The wheels jolted her around in the coach as they touched upon land again, and the coach barreled down a pounded dirt road upon a mesa top that snuggled up close against the Jemez. When she peered out the coach window (which faced towards the south), she could make out the far away shadows of the Sandia Mountains near Albuquerque.
There was no snow upon the ground here, as there should have been, and the wild grasses between the red rocks were a lush green instead of a dried-out yellow.
The stagecoach rolled into Shade Town, and wooden shacks blocked her view off the mesa top. Up ahead she saw a plaza surrounded by adobe and wooden buildings, lit up by brown paper lanterns hung on hooks from ropes tied from roof to roof across the plaza’s open space.
Faint strains of music made their way through the coach’s cracks, and she tapped her toe to the tune.
As they got closer, she discovered that all the windows of the houses facing the plaza had lit oil lamps on their sills, and people filled the plaza to overflowing—laughing, singing, dancing—as three fiddlers and a banjo picker played. Men and women danced upon the pounded-down dirt of the plaza, whirling around in a waltz.
The driver slowed the horses so that they came to a stop before reaching the edge of the plaza’s crowd.

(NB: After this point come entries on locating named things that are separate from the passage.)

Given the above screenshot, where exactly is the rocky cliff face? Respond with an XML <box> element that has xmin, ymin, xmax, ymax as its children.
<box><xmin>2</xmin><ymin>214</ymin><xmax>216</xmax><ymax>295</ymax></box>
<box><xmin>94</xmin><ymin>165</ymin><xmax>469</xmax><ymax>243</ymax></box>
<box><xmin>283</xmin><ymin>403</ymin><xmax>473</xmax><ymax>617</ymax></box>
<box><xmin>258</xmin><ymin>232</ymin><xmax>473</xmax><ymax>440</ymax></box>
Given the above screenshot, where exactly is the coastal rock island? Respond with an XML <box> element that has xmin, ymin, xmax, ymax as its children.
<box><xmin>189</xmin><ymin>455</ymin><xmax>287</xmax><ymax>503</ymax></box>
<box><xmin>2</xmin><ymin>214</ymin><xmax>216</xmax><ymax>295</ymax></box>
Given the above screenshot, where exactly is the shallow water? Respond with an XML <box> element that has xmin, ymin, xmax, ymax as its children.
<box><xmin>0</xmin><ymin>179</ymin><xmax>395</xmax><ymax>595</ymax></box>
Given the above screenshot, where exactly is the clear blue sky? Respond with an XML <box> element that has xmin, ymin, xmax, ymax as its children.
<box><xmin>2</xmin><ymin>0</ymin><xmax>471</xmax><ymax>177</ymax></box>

When the coach door was opened for her, she saw between the spinning shapes of the dancers that there was a large rectangular stone-bordered pond in the plaza’s center. Lit paper lanterns floated on tiny rafts on the pond’s surface.
The dancers were an intermixed group of whites, blacks, Spanish, and mestizos—even a Chinese man in a grocer’s apron could be seen dancing with his wife to the music.
She rubbed at her sore legs and arms, then stepped down from the stagecoach. Her coach driver was now visible: a pale cowboy barely old enough to shave.
“Thank you,” she said to him.
“My pleasure, ma’am.” He raised his hat to her, then climbed back onto the driver’s bench.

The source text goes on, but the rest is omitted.